Proponents of the program as is, among them most disappointingly Gov. Bobby Jindal, say that it isn’t broken because it has increased the proportion of Louisianans going to college and they complete it at a rate about a third higher than those who don’t receive it. But this analysis is somewhat selective: in 2011-12, about 45,000 awards were granted, while the number in college in the state was over 225,000, meaning only about 20 percent of all enrollees were in the program (although probably closer to 50 percent when considering only full-time students) and, because there are at least low standards as opposed to none, you would expect the cohort with TOPS to be more capable and therefore more likely to graduate. It’s not the program that causes graduation; it’s the self-selectivity of the populations that does.

So the policy goal must be to have TOPS as part of a strategy to assist deserving students who otherwise might not go to college in Louisiana while mitigating its negative spillover effects. A suggestion using the philosophy adopted by Oregon sets a good framework.
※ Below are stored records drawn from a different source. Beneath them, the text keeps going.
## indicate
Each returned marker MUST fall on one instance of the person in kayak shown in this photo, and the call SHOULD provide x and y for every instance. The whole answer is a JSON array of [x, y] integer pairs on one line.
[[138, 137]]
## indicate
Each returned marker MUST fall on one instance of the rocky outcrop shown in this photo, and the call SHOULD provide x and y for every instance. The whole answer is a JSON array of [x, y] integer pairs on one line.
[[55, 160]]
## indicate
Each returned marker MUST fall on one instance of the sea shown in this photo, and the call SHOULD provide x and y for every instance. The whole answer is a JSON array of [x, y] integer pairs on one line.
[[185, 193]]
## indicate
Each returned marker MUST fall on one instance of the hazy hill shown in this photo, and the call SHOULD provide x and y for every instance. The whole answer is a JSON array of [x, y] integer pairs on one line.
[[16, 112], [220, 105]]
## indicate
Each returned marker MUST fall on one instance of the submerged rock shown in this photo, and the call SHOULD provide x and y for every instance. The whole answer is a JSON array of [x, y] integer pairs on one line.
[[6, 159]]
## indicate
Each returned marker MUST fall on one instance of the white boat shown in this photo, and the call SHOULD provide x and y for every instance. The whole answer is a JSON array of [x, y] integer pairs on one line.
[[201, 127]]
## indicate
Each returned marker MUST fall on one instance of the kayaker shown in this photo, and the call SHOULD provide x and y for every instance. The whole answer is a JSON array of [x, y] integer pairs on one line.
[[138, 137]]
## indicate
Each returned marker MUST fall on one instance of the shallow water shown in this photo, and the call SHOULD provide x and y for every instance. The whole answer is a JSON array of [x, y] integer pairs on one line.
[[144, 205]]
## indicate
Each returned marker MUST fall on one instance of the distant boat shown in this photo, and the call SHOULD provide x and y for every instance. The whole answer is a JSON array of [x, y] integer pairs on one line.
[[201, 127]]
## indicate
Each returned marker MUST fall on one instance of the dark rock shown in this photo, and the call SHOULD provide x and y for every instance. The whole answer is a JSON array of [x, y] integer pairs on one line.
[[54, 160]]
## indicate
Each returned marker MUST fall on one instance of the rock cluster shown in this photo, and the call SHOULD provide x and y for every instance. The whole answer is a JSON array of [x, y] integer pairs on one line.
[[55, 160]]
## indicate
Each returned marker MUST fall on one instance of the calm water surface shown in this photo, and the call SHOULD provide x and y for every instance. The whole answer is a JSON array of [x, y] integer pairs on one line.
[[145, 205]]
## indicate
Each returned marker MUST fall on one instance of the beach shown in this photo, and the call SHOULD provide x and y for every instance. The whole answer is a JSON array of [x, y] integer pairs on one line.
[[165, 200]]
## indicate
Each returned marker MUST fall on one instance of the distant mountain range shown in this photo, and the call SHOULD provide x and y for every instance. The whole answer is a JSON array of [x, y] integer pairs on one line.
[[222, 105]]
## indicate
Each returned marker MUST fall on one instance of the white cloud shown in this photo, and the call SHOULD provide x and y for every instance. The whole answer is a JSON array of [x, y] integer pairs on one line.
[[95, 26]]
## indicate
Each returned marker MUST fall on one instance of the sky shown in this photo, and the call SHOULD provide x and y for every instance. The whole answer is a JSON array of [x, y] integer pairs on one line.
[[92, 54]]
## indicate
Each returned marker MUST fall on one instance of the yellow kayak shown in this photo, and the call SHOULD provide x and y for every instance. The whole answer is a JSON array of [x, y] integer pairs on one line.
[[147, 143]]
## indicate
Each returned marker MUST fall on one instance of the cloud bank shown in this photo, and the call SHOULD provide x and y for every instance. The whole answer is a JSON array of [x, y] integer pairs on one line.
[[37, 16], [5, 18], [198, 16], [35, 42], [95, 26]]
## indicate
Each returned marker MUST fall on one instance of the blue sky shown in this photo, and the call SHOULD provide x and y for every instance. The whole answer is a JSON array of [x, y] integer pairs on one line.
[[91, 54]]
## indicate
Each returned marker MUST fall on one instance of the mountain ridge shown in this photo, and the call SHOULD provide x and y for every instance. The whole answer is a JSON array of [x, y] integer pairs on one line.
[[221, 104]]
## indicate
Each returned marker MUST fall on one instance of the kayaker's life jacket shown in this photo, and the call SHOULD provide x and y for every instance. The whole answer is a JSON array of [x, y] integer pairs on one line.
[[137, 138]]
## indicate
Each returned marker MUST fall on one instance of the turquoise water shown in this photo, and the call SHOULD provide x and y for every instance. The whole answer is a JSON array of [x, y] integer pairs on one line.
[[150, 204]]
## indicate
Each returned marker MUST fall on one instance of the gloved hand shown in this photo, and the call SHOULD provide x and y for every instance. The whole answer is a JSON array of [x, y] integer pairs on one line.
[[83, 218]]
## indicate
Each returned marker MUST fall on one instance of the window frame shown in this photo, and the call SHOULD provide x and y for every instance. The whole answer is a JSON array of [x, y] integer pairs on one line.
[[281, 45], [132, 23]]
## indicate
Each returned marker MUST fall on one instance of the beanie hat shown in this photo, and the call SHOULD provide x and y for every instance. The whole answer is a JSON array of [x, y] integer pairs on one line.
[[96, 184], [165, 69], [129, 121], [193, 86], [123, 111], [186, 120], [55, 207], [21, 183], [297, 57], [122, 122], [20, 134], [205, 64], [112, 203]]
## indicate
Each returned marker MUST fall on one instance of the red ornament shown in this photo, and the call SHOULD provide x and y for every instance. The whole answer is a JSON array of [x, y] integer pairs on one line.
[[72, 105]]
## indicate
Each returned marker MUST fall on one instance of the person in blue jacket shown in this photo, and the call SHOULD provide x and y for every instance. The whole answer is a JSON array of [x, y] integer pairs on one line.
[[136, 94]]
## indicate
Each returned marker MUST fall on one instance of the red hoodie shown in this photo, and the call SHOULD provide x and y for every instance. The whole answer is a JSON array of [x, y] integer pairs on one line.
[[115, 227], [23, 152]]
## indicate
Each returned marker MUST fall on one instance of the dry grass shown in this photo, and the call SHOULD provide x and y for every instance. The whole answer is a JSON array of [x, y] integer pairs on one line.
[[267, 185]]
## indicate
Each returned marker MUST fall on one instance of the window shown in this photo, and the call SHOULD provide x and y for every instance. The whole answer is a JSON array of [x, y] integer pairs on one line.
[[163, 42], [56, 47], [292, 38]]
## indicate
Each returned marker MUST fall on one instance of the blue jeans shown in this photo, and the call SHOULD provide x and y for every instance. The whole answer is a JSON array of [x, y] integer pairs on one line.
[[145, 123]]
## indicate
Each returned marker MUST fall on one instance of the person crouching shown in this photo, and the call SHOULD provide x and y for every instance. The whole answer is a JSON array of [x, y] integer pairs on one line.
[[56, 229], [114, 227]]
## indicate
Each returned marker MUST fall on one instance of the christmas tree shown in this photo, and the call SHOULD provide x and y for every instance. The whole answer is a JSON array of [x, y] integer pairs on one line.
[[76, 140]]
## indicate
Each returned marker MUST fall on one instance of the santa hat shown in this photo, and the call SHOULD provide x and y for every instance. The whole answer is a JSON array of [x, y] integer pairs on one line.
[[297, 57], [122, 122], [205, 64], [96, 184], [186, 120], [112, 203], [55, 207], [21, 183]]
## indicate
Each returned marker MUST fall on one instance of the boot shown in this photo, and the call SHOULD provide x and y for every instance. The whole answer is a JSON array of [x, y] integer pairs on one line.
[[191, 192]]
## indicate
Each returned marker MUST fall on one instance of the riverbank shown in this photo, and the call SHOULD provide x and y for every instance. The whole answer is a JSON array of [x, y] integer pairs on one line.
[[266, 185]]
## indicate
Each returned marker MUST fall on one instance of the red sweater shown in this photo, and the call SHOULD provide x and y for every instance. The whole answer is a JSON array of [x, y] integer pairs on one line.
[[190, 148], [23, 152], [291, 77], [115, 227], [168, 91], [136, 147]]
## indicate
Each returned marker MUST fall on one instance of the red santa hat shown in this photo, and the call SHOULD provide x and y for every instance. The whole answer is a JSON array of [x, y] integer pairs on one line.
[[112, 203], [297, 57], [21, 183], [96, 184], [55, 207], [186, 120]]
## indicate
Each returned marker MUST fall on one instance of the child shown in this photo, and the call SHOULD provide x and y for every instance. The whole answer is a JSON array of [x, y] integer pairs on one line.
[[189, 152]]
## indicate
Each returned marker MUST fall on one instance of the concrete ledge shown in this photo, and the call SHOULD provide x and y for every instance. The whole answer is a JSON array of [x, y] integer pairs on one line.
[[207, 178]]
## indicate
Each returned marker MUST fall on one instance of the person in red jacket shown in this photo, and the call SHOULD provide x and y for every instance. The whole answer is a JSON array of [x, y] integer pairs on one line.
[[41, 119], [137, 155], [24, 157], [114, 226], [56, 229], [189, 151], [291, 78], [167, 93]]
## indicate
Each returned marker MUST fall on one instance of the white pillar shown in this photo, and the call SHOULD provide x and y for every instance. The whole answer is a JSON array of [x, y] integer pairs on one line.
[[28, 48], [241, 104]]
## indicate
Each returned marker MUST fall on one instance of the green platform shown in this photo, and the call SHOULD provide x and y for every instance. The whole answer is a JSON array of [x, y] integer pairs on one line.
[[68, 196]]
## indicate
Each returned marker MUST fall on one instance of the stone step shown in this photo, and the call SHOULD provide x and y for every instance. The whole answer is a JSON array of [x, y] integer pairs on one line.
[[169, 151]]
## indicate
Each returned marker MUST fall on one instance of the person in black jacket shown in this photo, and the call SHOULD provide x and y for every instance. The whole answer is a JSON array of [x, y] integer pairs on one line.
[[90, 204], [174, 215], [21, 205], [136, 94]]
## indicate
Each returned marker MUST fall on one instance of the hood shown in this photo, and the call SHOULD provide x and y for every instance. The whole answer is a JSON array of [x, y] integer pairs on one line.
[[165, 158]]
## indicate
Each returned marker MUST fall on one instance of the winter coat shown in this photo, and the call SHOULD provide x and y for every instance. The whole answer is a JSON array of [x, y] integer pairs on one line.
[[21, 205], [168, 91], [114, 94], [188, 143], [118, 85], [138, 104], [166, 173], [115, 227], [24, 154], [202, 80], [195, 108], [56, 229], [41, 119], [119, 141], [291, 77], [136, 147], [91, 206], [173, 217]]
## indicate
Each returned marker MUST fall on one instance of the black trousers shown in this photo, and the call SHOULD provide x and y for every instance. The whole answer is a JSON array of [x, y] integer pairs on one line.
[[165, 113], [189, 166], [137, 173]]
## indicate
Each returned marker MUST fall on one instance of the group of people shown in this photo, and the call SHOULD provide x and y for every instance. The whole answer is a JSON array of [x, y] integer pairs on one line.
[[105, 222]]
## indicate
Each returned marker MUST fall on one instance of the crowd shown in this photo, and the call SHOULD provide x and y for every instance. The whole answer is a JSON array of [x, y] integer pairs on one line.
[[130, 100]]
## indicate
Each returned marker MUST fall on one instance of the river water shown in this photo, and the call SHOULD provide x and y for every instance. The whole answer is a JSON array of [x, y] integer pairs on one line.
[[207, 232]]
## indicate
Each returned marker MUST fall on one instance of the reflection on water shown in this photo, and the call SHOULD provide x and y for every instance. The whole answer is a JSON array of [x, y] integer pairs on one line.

That state has qualifying students apply for other forms of financial aid and then, if sufficient funding exists, makes up the rest with a TOPS-like structure.
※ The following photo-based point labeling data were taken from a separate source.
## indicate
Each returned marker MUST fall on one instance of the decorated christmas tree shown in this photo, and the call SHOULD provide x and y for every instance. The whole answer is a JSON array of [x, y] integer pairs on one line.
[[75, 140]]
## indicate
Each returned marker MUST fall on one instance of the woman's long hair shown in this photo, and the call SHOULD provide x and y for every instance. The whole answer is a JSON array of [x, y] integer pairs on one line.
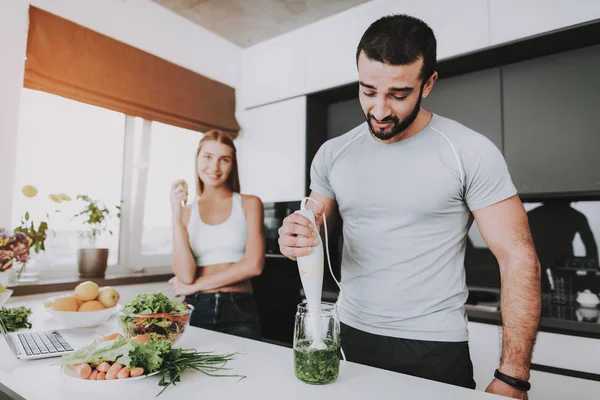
[[233, 180]]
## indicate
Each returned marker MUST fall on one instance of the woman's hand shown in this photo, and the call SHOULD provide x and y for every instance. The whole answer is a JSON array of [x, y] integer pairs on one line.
[[181, 289], [179, 194]]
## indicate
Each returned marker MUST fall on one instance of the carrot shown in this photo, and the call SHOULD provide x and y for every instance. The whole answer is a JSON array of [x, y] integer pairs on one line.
[[83, 371], [103, 366], [139, 371], [123, 373], [141, 338], [113, 371], [112, 336]]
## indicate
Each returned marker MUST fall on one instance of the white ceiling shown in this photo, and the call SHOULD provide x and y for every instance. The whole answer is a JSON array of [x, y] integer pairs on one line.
[[247, 22]]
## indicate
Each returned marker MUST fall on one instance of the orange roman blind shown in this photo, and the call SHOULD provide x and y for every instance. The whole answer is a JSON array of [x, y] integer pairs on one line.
[[72, 61]]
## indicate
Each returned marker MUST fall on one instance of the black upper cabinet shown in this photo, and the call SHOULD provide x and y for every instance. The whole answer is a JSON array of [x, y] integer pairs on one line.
[[551, 129], [473, 99]]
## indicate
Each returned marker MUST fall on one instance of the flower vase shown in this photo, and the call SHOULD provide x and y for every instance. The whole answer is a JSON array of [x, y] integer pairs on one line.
[[4, 279], [30, 271]]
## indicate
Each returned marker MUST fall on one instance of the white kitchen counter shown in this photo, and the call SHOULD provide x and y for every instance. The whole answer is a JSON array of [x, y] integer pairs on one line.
[[269, 370]]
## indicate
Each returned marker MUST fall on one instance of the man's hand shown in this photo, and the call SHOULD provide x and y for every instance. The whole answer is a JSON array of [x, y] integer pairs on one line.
[[297, 235], [503, 389], [182, 289]]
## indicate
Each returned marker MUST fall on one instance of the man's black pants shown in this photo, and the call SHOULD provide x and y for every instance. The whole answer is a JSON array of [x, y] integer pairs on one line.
[[447, 362]]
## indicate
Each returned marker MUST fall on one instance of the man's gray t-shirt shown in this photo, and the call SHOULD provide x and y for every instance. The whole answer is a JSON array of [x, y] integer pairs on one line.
[[406, 211]]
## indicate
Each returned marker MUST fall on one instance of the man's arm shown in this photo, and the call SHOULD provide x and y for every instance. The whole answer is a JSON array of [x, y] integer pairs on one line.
[[295, 235], [505, 229]]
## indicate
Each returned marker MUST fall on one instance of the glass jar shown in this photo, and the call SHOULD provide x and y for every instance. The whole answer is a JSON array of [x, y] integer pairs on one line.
[[317, 344]]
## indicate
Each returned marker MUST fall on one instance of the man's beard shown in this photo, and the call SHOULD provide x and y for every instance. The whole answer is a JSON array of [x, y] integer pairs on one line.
[[399, 126]]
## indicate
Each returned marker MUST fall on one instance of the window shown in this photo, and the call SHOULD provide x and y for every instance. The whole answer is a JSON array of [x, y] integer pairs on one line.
[[171, 157], [64, 146], [67, 147]]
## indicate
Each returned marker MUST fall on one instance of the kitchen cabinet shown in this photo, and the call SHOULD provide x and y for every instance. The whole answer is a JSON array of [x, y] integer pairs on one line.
[[271, 150], [331, 49], [484, 346], [322, 55], [277, 294], [274, 70], [550, 108], [567, 352], [473, 99], [517, 19]]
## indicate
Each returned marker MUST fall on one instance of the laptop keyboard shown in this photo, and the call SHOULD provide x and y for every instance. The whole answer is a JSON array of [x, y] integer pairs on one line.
[[43, 343]]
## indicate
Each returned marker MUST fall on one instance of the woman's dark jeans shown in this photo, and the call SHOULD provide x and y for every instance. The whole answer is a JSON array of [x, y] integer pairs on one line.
[[234, 313]]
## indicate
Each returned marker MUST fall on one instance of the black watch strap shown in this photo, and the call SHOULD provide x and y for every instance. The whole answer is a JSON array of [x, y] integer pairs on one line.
[[514, 382]]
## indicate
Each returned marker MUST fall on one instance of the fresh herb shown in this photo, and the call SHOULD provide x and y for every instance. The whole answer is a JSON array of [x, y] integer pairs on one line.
[[178, 360], [153, 356], [317, 366], [15, 318]]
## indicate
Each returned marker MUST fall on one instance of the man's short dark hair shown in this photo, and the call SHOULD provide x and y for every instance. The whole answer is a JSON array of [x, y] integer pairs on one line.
[[400, 40]]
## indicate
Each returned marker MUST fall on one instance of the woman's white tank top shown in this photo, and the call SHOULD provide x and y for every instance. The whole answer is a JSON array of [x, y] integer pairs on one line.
[[221, 243]]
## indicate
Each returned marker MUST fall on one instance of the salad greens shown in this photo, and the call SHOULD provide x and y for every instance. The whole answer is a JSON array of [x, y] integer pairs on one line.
[[153, 356], [129, 353], [154, 303], [155, 315], [317, 366], [15, 318]]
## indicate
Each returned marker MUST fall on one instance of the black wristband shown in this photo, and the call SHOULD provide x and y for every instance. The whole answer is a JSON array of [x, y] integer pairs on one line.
[[514, 382]]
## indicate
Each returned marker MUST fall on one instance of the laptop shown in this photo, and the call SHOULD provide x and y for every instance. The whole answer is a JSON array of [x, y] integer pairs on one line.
[[32, 345]]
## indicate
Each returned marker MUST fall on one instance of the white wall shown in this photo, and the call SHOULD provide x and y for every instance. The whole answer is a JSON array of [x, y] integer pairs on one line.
[[140, 23], [272, 151], [321, 55]]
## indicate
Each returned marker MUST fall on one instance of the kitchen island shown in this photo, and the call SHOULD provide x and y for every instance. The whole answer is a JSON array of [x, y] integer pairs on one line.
[[268, 369]]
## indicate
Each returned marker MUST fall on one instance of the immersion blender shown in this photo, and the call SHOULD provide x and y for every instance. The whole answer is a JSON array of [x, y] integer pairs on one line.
[[311, 275]]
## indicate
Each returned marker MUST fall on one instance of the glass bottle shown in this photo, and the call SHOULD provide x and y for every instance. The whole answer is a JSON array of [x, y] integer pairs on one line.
[[317, 359]]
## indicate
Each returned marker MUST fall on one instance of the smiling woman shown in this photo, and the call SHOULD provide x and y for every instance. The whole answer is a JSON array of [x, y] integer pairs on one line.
[[218, 242]]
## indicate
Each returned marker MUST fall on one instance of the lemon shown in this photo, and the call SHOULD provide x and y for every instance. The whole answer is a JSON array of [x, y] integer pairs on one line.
[[55, 198], [64, 197]]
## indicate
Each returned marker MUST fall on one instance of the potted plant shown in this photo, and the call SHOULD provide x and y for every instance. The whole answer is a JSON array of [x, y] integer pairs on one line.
[[14, 248], [91, 260], [29, 270]]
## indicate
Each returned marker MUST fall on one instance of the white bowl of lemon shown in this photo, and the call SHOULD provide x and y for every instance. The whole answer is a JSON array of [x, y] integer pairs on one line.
[[88, 306]]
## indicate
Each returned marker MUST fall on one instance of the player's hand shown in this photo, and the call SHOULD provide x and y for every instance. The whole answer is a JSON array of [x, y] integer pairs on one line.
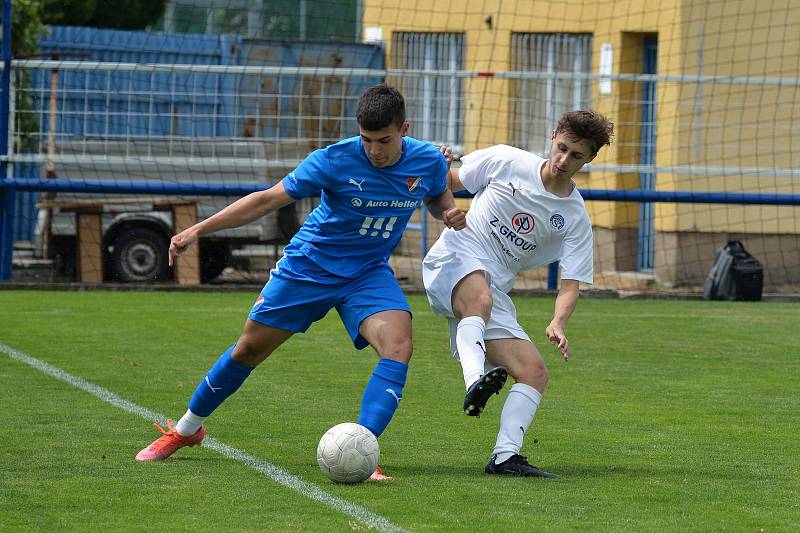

This can be improved by making TOPS a true scholarship program by increasing standards (such as to Louisiana State University Baton Rouge’s admittance criteria of an American College Test score of 24 and a 3.0 grade point average). While some argue this should become a need-based program instead, that makes the program unfair to students who they or their families must pay just because they have resources, removes an incentive to learn more in high school for them, and can be gotten around through gamesmanship (like the student declaring independence from family after a year, as out-of-state students do to gain in-state tuition rates).

Rather, it makes more sense to put the state’s need-based GO Grant program, currently set at a flat $1,000, on a sliding scale and create a state-backed lending program, both of which would be a part of the calculation of the altered TOPS program amount. This decouples TOPS from tuition charged and creates an incentive for students who have borrowed to pay more attention to their studies, because they can’t write off failures or exits as TOPS now allows but instead will owe money, as well as lets the state get back much money that is wasted by students failing to complete courses and degrees.

In short, at present TOPS works like a welfare program except, unlike the resources transfer programs where at least some of the recipients have genuine cause and needs beyond their own power for the assistance, this one is purely want-based. That kind of basis means policy to address it must be based upon merit, not entitlement, in order for it to accomplish its goal without undue spillover costs. Making it into a need-based program, as others advocate, not only keeps these costs and is unfair, but also will fail to address its intent sufficiently. Hopefully, policy-makers all the way up to Jindal will understand this and act accordingly.